Hybrid tuliptree (Liriodendron sion-americanum P.C. Yieh ex Shang et Z.R. Wang) is a hybrid species obtained by crossbreeding Chinese tuliptree (Liriodendron chinese Sarg.) and tuliptree (Liriodendron tulipifera L.). Compared with parental species, hybrid tuliptree displayed faster growth rate and wider adaptability, and it can be used to make furniture, toys, plywood, and pulp. According to LY/T 2054 − 2012 “Methods for evaluating machining properties of lumber”, the hybrid tuliptree wood had good performances in sanding, planning, milling, lathing and tenoning(Ge et al., 2019a). In addition to the compressive strength, the other physical properties of hybrid tuliptree was superior to its parents(Ge et al., 2019b).
However, the morphological properties of hybrid tuliptree, Chinese tuliptree, and tuliptree are highly similar, it is difficult to distinguish the three woods by structural characteristics. Since hybrid tuliptree offers obvious advantages for wood quality and growth speed, timber traders often use Chinese tuliptree as hybrid tuliptree for profiteering(Ge et al., 2019b). There was no regulatory authority in China can provide reliable methods for hybrid tuliptree wood identification, which may lead to consumer rights abuses.
To maintain the order of the timber market and the interests of consumers, it is necessary to establish a fast and reliable method for hybrid tuliptree identification. Traditional wood identification methods were mainly carried out by the perspective of physics and anatomy. Despite the effectiveness of these methods, it has intrinsic disadvantages of low accuracy, high cost, and lack of speed(Ravindran et al., 2020). By contrast, optical and chemotaxonomical methods had proven useful in wood identification(Brunswick et al., 2021), extremely similar wood species can be distinguished by analyze the spectral characteristics.
To our knowledge, near-infrared spectroscopy (NIR) is an efficient, high-speed, non-destructive technology and have been widely used in analyzing woody materials(Dalmolin Ciarnoschi et al., 2022). Near infrared hyperspectral imaging (NIR-HSI) combines spectroscopy and imaging, enabling the acquisition of the entire spectrum at various locations in the image plane. Compared to NIR, NIR-HSI can be better detect the optical characteristic of samples, which enables both morphological and compositional inspection. Therefore, this technology is more suitable for the analysis of heterogeneous samples and allows more reliable qualitative identification using both spectral and spatial information(Xue et al., 2022).

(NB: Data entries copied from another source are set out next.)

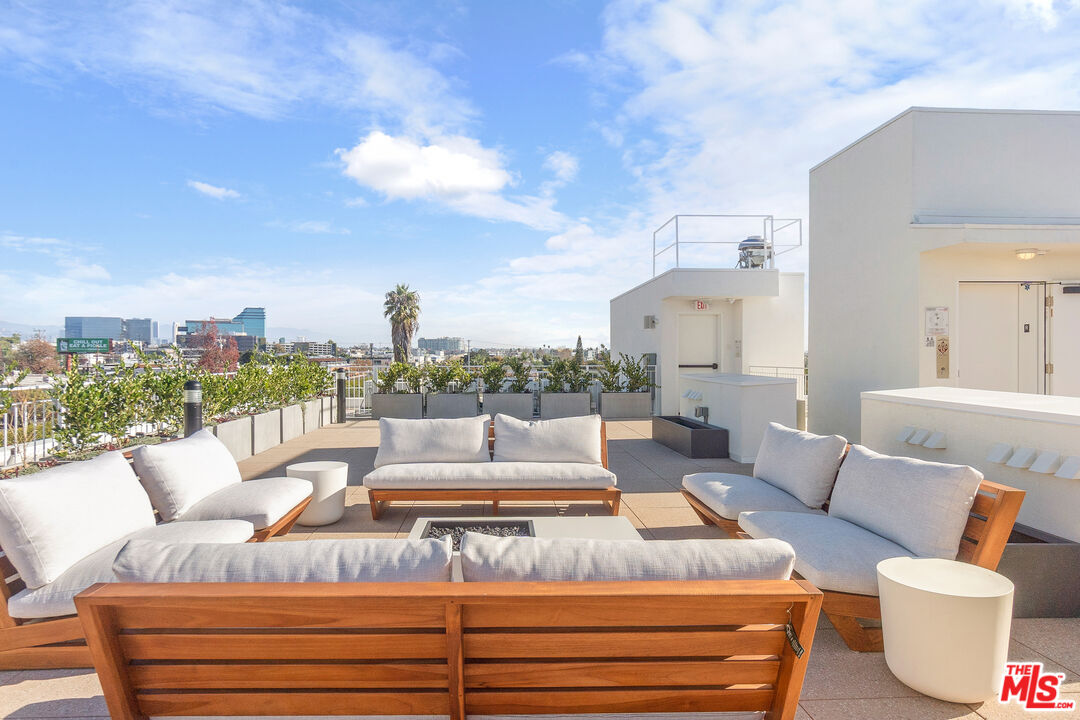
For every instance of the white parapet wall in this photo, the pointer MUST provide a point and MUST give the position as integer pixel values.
(1024, 440)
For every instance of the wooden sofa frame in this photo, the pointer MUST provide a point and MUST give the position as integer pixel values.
(856, 617)
(610, 497)
(453, 649)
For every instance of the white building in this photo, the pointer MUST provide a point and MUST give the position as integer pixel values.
(945, 252)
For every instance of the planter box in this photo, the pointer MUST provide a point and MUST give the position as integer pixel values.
(397, 405)
(516, 405)
(1042, 567)
(312, 415)
(565, 405)
(690, 437)
(237, 436)
(292, 422)
(266, 431)
(625, 406)
(453, 405)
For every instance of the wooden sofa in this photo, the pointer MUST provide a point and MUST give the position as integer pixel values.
(450, 649)
(610, 497)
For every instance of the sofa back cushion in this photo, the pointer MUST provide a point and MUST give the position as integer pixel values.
(458, 439)
(799, 463)
(52, 519)
(349, 560)
(176, 475)
(920, 505)
(563, 439)
(485, 558)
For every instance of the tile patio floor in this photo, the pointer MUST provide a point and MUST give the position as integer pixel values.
(840, 684)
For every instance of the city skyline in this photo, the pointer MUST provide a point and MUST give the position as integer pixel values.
(509, 162)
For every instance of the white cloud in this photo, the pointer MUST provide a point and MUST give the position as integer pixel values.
(213, 190)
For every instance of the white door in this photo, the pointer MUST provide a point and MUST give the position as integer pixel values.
(1065, 342)
(1000, 341)
(699, 343)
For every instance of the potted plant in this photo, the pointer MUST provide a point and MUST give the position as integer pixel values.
(625, 389)
(515, 401)
(448, 394)
(566, 393)
(399, 392)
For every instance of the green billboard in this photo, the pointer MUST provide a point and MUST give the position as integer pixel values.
(81, 345)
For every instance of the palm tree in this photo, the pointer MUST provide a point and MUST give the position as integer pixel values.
(403, 309)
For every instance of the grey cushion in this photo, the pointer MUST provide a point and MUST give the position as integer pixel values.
(799, 463)
(505, 475)
(831, 553)
(730, 494)
(485, 558)
(311, 561)
(260, 502)
(920, 505)
(57, 597)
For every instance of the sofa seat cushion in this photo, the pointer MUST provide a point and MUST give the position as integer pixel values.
(57, 597)
(563, 439)
(800, 463)
(918, 504)
(456, 439)
(51, 520)
(176, 475)
(831, 553)
(485, 558)
(260, 502)
(728, 494)
(347, 560)
(490, 475)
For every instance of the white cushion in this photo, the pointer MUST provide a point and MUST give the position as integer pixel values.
(52, 519)
(359, 560)
(563, 439)
(176, 475)
(260, 502)
(801, 464)
(507, 475)
(831, 553)
(486, 558)
(920, 505)
(729, 494)
(457, 439)
(57, 597)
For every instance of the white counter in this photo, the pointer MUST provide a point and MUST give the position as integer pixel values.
(986, 430)
(742, 404)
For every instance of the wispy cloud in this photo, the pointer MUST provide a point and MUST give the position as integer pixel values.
(213, 190)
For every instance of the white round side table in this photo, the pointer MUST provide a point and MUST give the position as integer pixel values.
(327, 501)
(945, 626)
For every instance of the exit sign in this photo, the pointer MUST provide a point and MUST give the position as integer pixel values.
(82, 345)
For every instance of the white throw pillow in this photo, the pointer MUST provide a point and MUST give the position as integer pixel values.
(799, 463)
(563, 439)
(176, 475)
(352, 560)
(52, 519)
(920, 505)
(485, 558)
(457, 439)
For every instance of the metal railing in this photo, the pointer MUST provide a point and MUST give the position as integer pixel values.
(779, 234)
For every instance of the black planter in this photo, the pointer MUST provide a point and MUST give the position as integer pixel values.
(690, 437)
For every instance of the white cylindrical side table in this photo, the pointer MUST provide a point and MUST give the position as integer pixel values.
(327, 501)
(945, 626)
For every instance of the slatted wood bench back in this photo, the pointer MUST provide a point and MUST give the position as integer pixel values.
(449, 648)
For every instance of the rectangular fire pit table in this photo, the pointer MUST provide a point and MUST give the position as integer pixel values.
(603, 527)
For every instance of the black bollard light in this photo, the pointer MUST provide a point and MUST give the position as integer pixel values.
(342, 376)
(192, 407)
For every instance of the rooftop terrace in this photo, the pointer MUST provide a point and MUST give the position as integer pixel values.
(839, 684)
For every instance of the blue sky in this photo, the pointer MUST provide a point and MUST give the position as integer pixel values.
(508, 160)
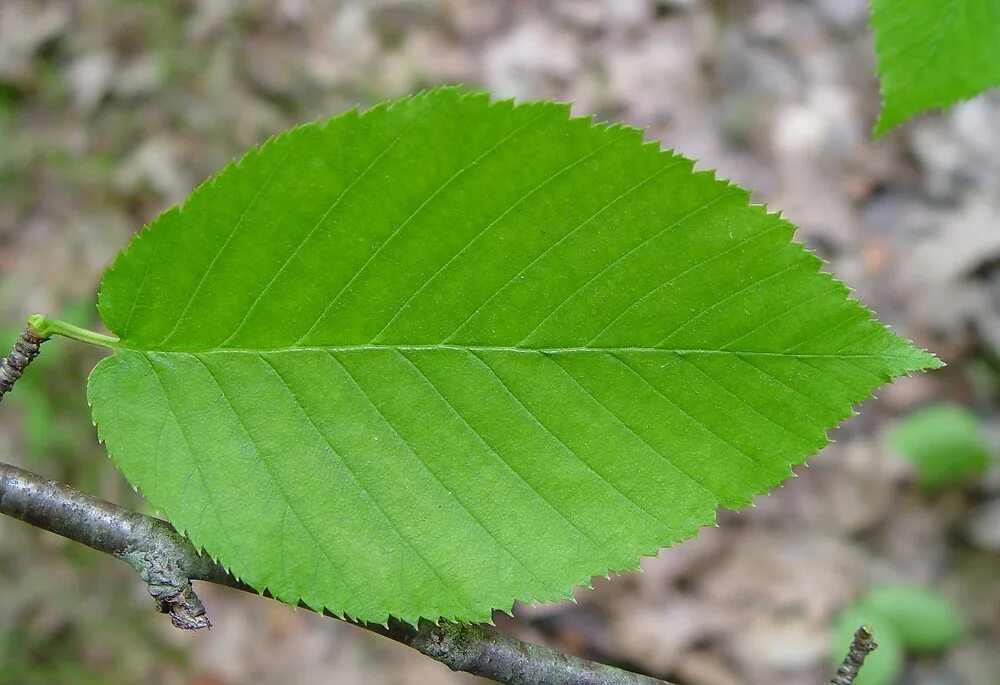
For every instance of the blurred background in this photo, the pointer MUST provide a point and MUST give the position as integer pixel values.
(112, 110)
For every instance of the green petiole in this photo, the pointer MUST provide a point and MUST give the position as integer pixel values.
(46, 328)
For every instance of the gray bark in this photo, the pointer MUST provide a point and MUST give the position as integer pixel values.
(167, 562)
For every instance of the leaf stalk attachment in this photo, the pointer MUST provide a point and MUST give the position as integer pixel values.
(45, 328)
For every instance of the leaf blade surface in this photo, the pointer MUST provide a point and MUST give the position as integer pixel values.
(449, 353)
(933, 54)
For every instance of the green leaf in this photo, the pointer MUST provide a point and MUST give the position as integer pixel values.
(924, 619)
(933, 53)
(446, 354)
(944, 441)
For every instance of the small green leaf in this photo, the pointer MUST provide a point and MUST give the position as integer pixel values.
(944, 441)
(933, 53)
(446, 354)
(924, 619)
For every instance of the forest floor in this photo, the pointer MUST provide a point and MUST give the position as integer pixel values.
(112, 110)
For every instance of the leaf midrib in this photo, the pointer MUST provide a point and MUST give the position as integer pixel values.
(520, 350)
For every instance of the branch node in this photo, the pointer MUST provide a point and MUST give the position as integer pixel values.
(861, 646)
(25, 349)
(170, 588)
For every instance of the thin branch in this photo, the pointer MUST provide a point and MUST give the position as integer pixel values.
(168, 562)
(862, 645)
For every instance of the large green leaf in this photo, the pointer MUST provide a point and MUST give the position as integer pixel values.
(933, 53)
(446, 354)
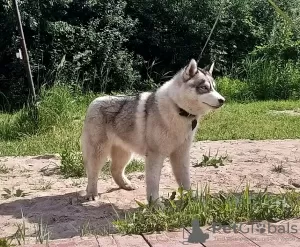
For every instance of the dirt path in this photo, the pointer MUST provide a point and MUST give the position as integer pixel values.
(57, 200)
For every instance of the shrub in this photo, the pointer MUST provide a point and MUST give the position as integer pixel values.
(234, 89)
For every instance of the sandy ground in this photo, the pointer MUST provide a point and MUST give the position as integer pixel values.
(47, 195)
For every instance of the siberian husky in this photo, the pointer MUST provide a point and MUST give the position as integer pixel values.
(155, 125)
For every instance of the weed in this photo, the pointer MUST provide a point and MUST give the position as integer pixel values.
(20, 235)
(42, 233)
(208, 160)
(45, 185)
(13, 193)
(4, 169)
(222, 208)
(4, 242)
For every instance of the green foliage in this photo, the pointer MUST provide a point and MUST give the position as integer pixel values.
(234, 89)
(272, 79)
(129, 45)
(221, 208)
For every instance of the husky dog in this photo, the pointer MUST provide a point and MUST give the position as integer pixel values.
(155, 125)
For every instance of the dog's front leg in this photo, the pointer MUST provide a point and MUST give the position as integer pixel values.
(180, 161)
(154, 163)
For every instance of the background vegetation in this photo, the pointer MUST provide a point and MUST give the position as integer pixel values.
(107, 46)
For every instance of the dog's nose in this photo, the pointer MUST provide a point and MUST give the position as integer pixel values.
(221, 101)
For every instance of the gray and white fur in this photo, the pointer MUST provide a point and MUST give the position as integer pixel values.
(155, 125)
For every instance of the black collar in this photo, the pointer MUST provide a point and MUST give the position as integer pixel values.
(184, 113)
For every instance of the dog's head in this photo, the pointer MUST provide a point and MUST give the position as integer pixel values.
(196, 91)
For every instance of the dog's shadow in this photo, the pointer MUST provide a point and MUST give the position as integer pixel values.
(65, 215)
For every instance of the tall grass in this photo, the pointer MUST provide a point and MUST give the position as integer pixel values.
(262, 79)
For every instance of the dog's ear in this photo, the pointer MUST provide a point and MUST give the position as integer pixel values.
(210, 69)
(191, 69)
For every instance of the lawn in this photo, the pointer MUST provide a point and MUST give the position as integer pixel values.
(62, 113)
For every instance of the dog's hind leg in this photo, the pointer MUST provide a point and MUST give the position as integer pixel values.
(94, 157)
(180, 161)
(120, 158)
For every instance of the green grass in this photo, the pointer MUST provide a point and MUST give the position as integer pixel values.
(251, 121)
(210, 208)
(62, 111)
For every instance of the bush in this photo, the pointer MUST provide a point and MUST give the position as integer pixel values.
(72, 161)
(272, 79)
(234, 89)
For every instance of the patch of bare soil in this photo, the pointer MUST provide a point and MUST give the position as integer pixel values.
(44, 193)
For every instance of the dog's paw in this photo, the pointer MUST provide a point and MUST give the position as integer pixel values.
(92, 197)
(129, 186)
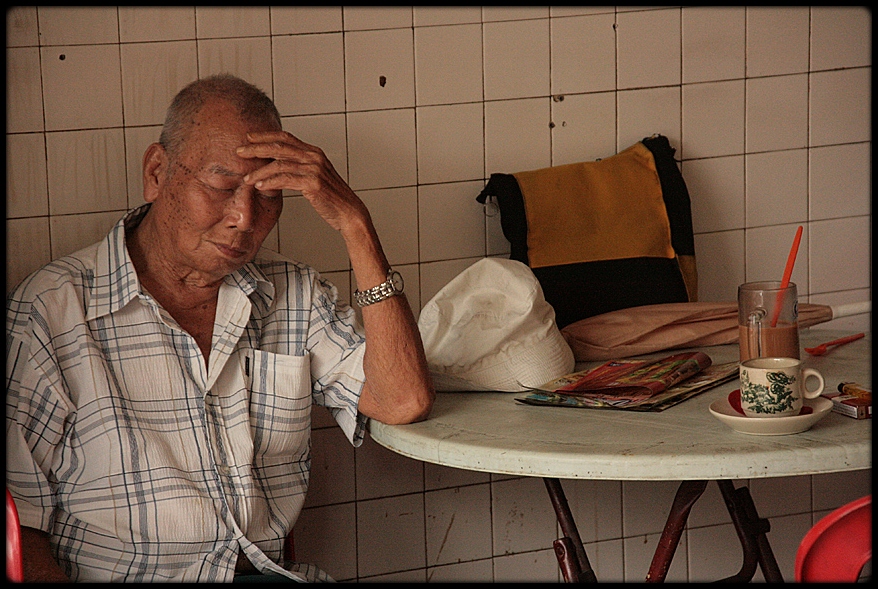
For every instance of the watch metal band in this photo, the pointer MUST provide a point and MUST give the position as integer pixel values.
(391, 287)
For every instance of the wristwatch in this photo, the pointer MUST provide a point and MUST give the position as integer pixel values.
(391, 287)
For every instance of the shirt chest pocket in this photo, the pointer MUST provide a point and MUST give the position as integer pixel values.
(280, 403)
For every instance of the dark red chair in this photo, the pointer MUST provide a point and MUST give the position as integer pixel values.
(14, 570)
(837, 548)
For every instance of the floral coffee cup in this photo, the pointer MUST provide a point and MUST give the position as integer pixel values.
(775, 387)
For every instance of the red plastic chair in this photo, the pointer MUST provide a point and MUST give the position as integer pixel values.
(837, 548)
(14, 570)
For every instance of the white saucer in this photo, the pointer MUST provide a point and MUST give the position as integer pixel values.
(770, 426)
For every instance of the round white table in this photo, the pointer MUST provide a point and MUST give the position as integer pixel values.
(491, 432)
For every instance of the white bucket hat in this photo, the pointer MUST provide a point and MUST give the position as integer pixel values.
(490, 328)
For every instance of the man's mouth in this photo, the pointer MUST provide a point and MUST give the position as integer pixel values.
(231, 252)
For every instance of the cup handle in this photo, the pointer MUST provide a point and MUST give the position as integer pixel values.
(811, 394)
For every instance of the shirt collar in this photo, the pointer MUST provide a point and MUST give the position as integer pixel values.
(114, 281)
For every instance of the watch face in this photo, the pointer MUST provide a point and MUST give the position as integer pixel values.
(396, 280)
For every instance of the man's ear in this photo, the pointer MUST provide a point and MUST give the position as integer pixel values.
(155, 167)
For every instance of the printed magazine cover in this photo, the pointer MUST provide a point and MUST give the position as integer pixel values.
(640, 385)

NIR-HSI has proved to be a reliable method to analyze soils, water, food, seeds, and other samples(Tigabu and Odén, 2003, Tigabu and Odén, 2004, McLean et al., 2014, da Conceicao et al., 2021, Piarulli et al., 2021, Zhang et al., 2021, Zhao et al., 2021). Little research has focus on the analysis of highly similar materials, such as wood products taken from relative species. It is worthwhile to establish an effective method to identify highly similar woods, considering that NIR-HSI has more advantages than NIR spectroscopy.
In this study, cube wood samples of hybrid tuliptree, Chinese tuliptree and tuliptree were analyzed by NIR-HSI spectroscopy technique with SG (Savitzky-Golay) smoothing, SNV (Standard Normal Variate), Normalize, MSC (Multiple scattering correction), and successive projections algorithm (SPA) pre-processing methods, aims to establish a reliable approach for the classification of the species from the genus Liriodendron. Meanwhile, this study also evaluated the potential application of this technique to the analysis of highly similar materials.